Learn With Me: Elixir - ElixirLargeSort IntGen Project Part 2 (#77)

Today I'm going to continue the development of the IntGen project, which generates a file of random integers. Previously, I had a complete set of tested and working code, but there is no command line interface. I'll need to create a command line interface to run this code from the command line.

The code discussed here can be found in my ElixirLargeSort Github project.

The Command Line Options

Most of the command line logic is parsing arguments, so I started off focusing on that. To start of with, I created a struct to hold the options. The options struct is called IntGen.CLI.Options and it is located in lib/cli_options.ex. Here's the source code for the struct.

defmodule IntGen.CLI.Options do
  @moduledoc """
  Represents a set of command line options
  """
  defstruct lower_bound: 0,
            upper_bound: 0,
            count: 0,
            output_file: ""

  # Define the stuct type definition
  @type t :: %IntGen.CLI.Options{
          lower_bound: integer(),
          upper_bound: integer(),
          count: non_neg_integer(),
          output_file: String.t()
        }

  @spec new(non_neg_integer(), integer(), integer(), String.t()) :: IntGen.CLI.Options.t()
  def new(count, lower_bound, upper_bound, output_file) do
    %IntGen.CLI.Options{
      count: count,
      lower_bound: lower_bound,
      upper_bound: upper_bound,
      output_file: output_file
    }
  end
end

IntGen accepts four options as command line arguments: the number of integers to generate (count), the range of integers to generate (lower-bound and upper-bound), and the file to write the integers to (output-file). The CLI.Options struct contains those options.

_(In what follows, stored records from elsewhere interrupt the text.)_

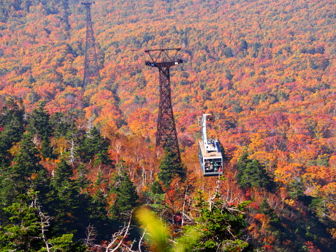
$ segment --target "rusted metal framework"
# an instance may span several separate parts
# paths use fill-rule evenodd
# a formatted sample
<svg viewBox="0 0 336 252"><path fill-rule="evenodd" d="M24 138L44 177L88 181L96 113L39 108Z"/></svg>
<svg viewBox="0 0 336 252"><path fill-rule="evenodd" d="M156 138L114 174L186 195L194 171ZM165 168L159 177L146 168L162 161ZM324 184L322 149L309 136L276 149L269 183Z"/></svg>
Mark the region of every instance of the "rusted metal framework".
<svg viewBox="0 0 336 252"><path fill-rule="evenodd" d="M96 45L93 34L92 22L91 21L91 6L95 2L81 2L86 8L86 44L85 62L84 64L84 79L83 86L85 87L94 80L100 79L99 69L97 58Z"/></svg>
<svg viewBox="0 0 336 252"><path fill-rule="evenodd" d="M180 148L177 139L176 128L172 106L170 88L170 67L183 63L177 58L181 48L147 50L150 60L146 65L157 67L160 78L160 104L156 132L156 146L168 148L177 155L181 162Z"/></svg>

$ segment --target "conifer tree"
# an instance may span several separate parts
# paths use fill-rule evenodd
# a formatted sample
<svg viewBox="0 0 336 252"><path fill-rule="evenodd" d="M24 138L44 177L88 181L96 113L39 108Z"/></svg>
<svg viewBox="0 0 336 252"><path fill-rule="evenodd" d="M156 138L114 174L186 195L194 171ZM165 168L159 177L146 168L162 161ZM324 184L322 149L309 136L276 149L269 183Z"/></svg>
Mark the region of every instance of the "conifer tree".
<svg viewBox="0 0 336 252"><path fill-rule="evenodd" d="M139 204L136 187L125 171L122 171L121 174L117 176L111 192L117 196L114 205L111 206L111 212L116 216L131 211Z"/></svg>
<svg viewBox="0 0 336 252"><path fill-rule="evenodd" d="M44 158L54 158L55 155L52 154L52 148L50 146L50 139L49 139L46 133L45 133L44 134L41 147L42 147L42 150L41 150L42 157L43 157Z"/></svg>
<svg viewBox="0 0 336 252"><path fill-rule="evenodd" d="M165 155L160 164L159 179L164 187L168 187L174 176L181 179L186 178L186 171L177 155L169 148L164 150Z"/></svg>
<svg viewBox="0 0 336 252"><path fill-rule="evenodd" d="M39 164L38 151L31 139L30 133L25 134L11 164L0 171L0 202L4 206L8 206L30 188L41 193L47 190L48 176Z"/></svg>
<svg viewBox="0 0 336 252"><path fill-rule="evenodd" d="M95 162L108 164L111 163L108 150L108 143L100 136L98 130L94 127L83 139L79 149L79 154L85 162L95 159Z"/></svg>
<svg viewBox="0 0 336 252"><path fill-rule="evenodd" d="M244 153L237 164L239 186L242 188L260 187L272 190L274 183L265 167L259 161L250 160L248 156L247 152Z"/></svg>
<svg viewBox="0 0 336 252"><path fill-rule="evenodd" d="M4 161L9 155L7 151L13 144L21 140L24 131L24 109L11 98L6 102L0 115L0 159ZM21 105L21 107L22 105Z"/></svg>
<svg viewBox="0 0 336 252"><path fill-rule="evenodd" d="M45 102L41 102L38 107L33 110L28 120L28 130L40 136L43 136L46 134L49 136L51 133L50 115L45 108Z"/></svg>

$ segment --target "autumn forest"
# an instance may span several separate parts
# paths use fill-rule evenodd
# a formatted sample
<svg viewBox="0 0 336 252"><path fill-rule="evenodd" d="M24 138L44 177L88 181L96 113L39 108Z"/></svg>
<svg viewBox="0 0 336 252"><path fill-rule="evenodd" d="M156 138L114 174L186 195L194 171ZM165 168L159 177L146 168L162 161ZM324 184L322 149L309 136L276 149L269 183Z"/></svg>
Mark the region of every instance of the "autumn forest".
<svg viewBox="0 0 336 252"><path fill-rule="evenodd" d="M336 2L0 4L0 251L336 251ZM155 148L171 69L182 162ZM224 158L204 177L198 117Z"/></svg>

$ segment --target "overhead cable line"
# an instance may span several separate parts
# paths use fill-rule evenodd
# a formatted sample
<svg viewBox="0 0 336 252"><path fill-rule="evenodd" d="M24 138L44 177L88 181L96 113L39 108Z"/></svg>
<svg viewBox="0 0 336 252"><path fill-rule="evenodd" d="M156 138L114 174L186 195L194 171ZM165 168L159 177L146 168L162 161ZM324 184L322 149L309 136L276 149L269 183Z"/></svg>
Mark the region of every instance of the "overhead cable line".
<svg viewBox="0 0 336 252"><path fill-rule="evenodd" d="M237 120L237 119L241 119L241 118L255 118L255 117L258 117L258 116L260 116L260 115L274 113L276 113L276 112L283 112L283 111L286 111L288 109L296 108L305 106L307 106L307 105L314 104L316 104L316 103L331 100L331 99L335 99L335 98L336 98L336 95L333 95L333 96L330 97L319 99L316 100L316 101L306 102L303 104L291 106L289 106L289 107L287 107L287 108L284 108L274 109L272 111L258 113L255 114L255 115L241 115L241 116L237 116L237 117L235 117L235 118L228 118L228 119Z"/></svg>

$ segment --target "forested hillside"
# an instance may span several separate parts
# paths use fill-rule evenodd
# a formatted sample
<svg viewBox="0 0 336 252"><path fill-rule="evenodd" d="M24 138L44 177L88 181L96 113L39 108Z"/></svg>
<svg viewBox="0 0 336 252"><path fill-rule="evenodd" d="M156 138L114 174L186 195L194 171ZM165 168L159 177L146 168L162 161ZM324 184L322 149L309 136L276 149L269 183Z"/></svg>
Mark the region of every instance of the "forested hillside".
<svg viewBox="0 0 336 252"><path fill-rule="evenodd" d="M97 1L102 79L83 87L80 1L4 0L0 248L107 251L115 239L111 251L120 241L119 251L336 250L335 9L331 0ZM181 167L155 151L158 73L144 64L145 50L177 47ZM225 150L221 180L202 176L204 113ZM135 220L126 230L141 205L166 222L169 241L141 239Z"/></svg>

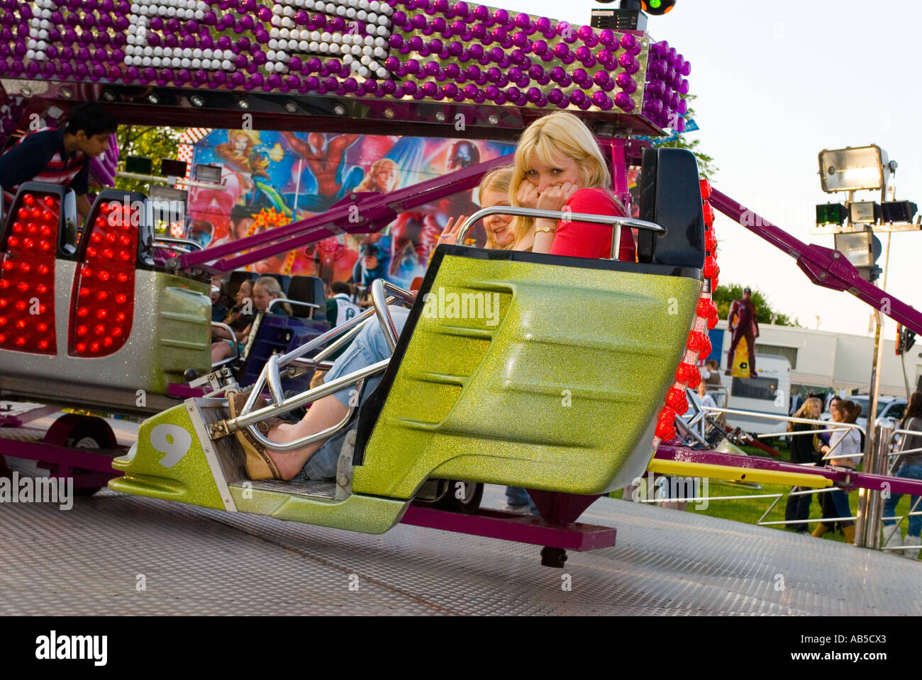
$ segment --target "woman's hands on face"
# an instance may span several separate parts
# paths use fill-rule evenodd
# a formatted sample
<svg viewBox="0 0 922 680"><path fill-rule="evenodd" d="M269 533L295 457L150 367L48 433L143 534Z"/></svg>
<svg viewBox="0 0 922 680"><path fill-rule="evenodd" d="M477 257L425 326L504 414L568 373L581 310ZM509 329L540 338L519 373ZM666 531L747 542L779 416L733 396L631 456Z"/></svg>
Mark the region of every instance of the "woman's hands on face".
<svg viewBox="0 0 922 680"><path fill-rule="evenodd" d="M539 210L561 210L578 189L572 182L549 186L538 195L537 207Z"/></svg>
<svg viewBox="0 0 922 680"><path fill-rule="evenodd" d="M515 198L522 207L538 207L538 187L530 182L523 182L519 184Z"/></svg>
<svg viewBox="0 0 922 680"><path fill-rule="evenodd" d="M445 222L445 228L442 230L442 235L439 236L439 243L447 243L452 245L457 241L458 231L461 229L461 225L465 223L467 217L464 215L459 215L457 221L455 221L455 217L449 217L448 221ZM438 243L436 243L438 245Z"/></svg>

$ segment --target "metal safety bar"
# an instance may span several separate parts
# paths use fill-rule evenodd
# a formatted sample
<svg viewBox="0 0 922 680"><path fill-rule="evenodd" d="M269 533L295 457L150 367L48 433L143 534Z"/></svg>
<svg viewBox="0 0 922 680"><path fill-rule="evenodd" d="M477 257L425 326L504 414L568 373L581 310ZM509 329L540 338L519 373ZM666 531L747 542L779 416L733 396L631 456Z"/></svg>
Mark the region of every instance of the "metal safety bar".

In addition, there's also a "--help" argument that shows usage information, but I handle that separately from the options.

Parsing the Options

The module that parses and validates the command line parameters is called IntGen.CLI.Args, and can be found in lib/cli_args.ex. This module contains the most extensive amount of Elixir code I've written so far, and it's more involved that Elixir code I've previously written. There are a lot of functions in this module, but none of them are large or complex. It's a lot of smaller, simpler functions that are combined to create the parsing and validation logic.

I'm going to start off with the only public function in the module, which forms the main entry point to argument parsing.

@spec parse_args(list(String.t())) :: options_response()
def parse_args(argv) do
  OptionParser.parse(argv,
    switches: [help: :boolean, count: :integer, lower_bound: :integer, upper_bound: :integer],
    aliases: [h: :help, c: :count, l: :lower_bound, u: :upper_bound]
  )
  |> args_to_options()
end

The parameter that this function receives (argv) is simply a list of tokens from the command line. This function uses the OptionParser module that is packaged with Elixir transform the arguments from a list of tokens to a tuple containing keyword lists. The OptionParser.parse/2 function receives the raw command line tokens and a list of which switches and aliases are allowed and returns a tuple containing three things:

The parsed arguments: A keyword list containing any arguments with switches, where the switch name is the key and the switch value is the value
The additional arguments: A list of strings, which represent any additional arguments that didn't correspond to switches
The invalid arguments: A list of strings containing the tokens for the switches that were listed in the options, but were rejected as invalid because the switch was of the incorrect data type

So if I call "./int_gen --count 100 --lower-bound 1 --upper-bound 100 random_integers.txt", the raw arguments will be ["--count", "100", "--lower-bound", "1", "--upper-bound", "100", "random_integers.txt"] and the parsed result is {[count: 100, lower_bound: 1, upper-bound: 100], ["random_integers.txt"], []}.

That definitely saves me some work, but the final result still isn't in the nice form of the Options structure that I would like, and the only thing that has been validated so far is the data type of the arguments. So I pass the results of Options.parse/2 to args_to_options/1.

In the best case, args_to_options/1 returns {:ok, Options.t()}. This is the set of options that can be used for further processing. However, args_to_options/1 will return {:ok, :help} if the help switch was present and it will return {:error, list(String.t())} if there were any validation errors encountered. All of this is visible in the typespecs above each function. I made the typespecs even more readable by defining a bunch of types at the top of the file.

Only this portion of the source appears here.